Introduction
Introduction Statistics Contact Development Disclaimer Help
# taz.de -- Kampf gegen US-Polizeigewalt: Aus Gewalt Politik formen
> Zu viele Namen, zu viele Opfer. Es ist Zeit, die sinnlose Polizeigewalt
> in konkrete politische Reformen umzumünzen.
George Floyds grausamer Tod in den Händen des Polizeibeamten Derek Chauvin
bleibt der Zündfunke für weltweite Demonstrationen für Bürgerrechte und
gegen Polizeigewalt. In Antwort auf den nicht abreißenden Proteststrom hat
die US-Polizei ihren Personaleinsatz intensiviert. Für Straßenschlachten
hochgerüstete Beamte haben durch Anwendung geradezu lehrbuchhafter brutaler
Methoden das Problem noch verschärft. Der wenig bekannte Schuss auf Derrick
Sanderlin während einer „Black Lives Matter“-Demo am 29. Mai in San José,
Kalifornien steht beispielhaft für den Wendepunkt, an dem die USA sich in
ihrem langen, aber sporadischen Kampf befinden. Es ist ein Kampf gegen
Rassismus – und damit auch gegen die eigene Polizei.
Sanderlin, 27, ist ein Graswurzel-Aktivist und Lokalpolitiker, der sich
seit Jahren für Sozialarbeit in San José engagiert. Er ist Afroamerikaner.
Er und seine Frau Cayla, mit der er ein Kind geplant hat, leisteten während
des Corona-Lockdowns Unterstützung für die ärmeren BürgerInnen von San
José. Als die Demos sich Ende Mai zügig landesweit entwickelten, bildeten
San José und die Bucht von San Francisco ein intellektuelles, weltweit
vernetztes Zentrum der Proteste. Sowohl für Sanderlin als auch für die
BürgerInnen von San Francisco, Los Angeles, und New York waren es
willkommene Ereignisse, an denen man selbstverständlich teilnimmt.
San José ist nicht irgendeine mittelgroße kalifornische Stadt in
Strandnähe. Auf der südlichen Seite der Bucht, mit Berkeley und San
Francisco im Norden, ist es ein wichtiges Geschäfts- und Wohngebiet des
Silicon Valley. Nachbar ist die Kleinstadt Cupertino, Hauptquartier von
Apple. Das durchschnittliche Jahreseinkommen in San José liegt bei 122,000
Dollar – etwa dem Doppelten des amerikanischen Durchschnitts.

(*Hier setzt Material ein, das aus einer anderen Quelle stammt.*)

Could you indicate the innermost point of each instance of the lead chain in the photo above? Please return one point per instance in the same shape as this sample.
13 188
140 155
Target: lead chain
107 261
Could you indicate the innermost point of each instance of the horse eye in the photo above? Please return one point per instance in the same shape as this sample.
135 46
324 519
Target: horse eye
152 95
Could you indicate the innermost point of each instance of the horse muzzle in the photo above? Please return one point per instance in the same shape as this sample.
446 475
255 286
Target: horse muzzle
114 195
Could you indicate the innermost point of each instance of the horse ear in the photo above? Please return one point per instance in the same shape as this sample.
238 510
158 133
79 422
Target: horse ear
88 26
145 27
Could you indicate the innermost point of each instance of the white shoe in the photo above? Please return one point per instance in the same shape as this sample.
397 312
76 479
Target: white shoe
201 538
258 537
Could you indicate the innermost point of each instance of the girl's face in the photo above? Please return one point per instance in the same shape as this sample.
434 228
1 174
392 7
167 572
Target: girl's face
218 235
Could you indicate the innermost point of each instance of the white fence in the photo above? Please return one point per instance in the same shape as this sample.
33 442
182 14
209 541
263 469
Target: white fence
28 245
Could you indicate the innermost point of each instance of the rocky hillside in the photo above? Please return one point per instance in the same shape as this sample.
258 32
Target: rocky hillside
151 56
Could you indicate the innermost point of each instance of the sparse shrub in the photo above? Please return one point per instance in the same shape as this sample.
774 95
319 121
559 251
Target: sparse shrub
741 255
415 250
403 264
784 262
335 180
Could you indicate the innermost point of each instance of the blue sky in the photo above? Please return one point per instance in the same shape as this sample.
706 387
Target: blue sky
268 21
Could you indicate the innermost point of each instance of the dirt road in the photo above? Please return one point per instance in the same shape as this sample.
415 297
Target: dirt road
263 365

San José ist also gesellschaftlich liberal und sehr wohlhabend – alles, was
Alabama, ein Südstaat mit einer Geschichte rassistischer Morde, die bis ins
18. Jahrhundert zurückreicht, nicht ist. Und doch: Als die „Black Lives
Matter“-Demos nach Floyds Tod an Kraft gewannen, reagierte die Polizei im
angeblich aufgeklärten San José oft mit simpler, sinnloser Brutalität.
Am 29. Mai, vier Tage nach Floyds Tod, nahm Derrick Sanderlin an einer
größeren Demonstration nahe dem Rathaus von San José teil. Das Rathaus
liegt nördlich der Martin-Luther-King-Jr.-Bibliothek und dem „Olympic Black
Power“-Denkmal, das an Tommie Smith und John Carlos erinnert, zwei
afroamerikanische Leichtathleten, die 1968 auf der Tribüne in Mexico City
ihre 200-Meter-Siege mit dem Black-Power-Gruß gefeiert hatten.
## Gummipatronen für die Aufstandsbekämpfung
Nicht weit von diesen Statuen beobachtete Derrick Sanderlin, wie eine Reihe
von Polizisten mit sogenannten weniger tödlichen Patronen, auch als
Gummipatronen bekannt, auf DemonstrantInnen feuerten. Solche Patronen sind
in einigen Kalibern von verschiedenen Hersteller verfügbar. Sie wurden
gezielt für die Kontrolle von Menschenmengen und für die Aufstandsbekämpung
entwickelt. Statt in den Körper einzudringen, führten sie nur zu stumpfen
Aufprallverletzungen. Als die Patronen im allgemeinen Gebrauch waren,
merkte die Polizei, dass sie auch tödlich sein können. Die ballistische
Bezeichnung wurde in „weniger tödlich“ verändert, die Patronen aber werden
unverändert benutzt.
An diesem 29. Mai sah Derrick Sanderlin, wie Polizisten einem Mädchen in
die Brust schossen. Er beschloss, sich zwischen die Polizei und die
Demonstranten zu stellen – wie der Mann, der auf dem Tienanmenplatz ganz
allein versuchte, das Massaker zu verhindern. Sanderlin richtete sich, mit
erhobenen Händen, etwa vier Meter vor den Polizisten auf. Er trug keine
Panzerung und machte keine bedrohliche Bewegung. In den von Handys
aufgenommenen Zeugenvideos sieht man, dass er einen Coronamundschutz trägt.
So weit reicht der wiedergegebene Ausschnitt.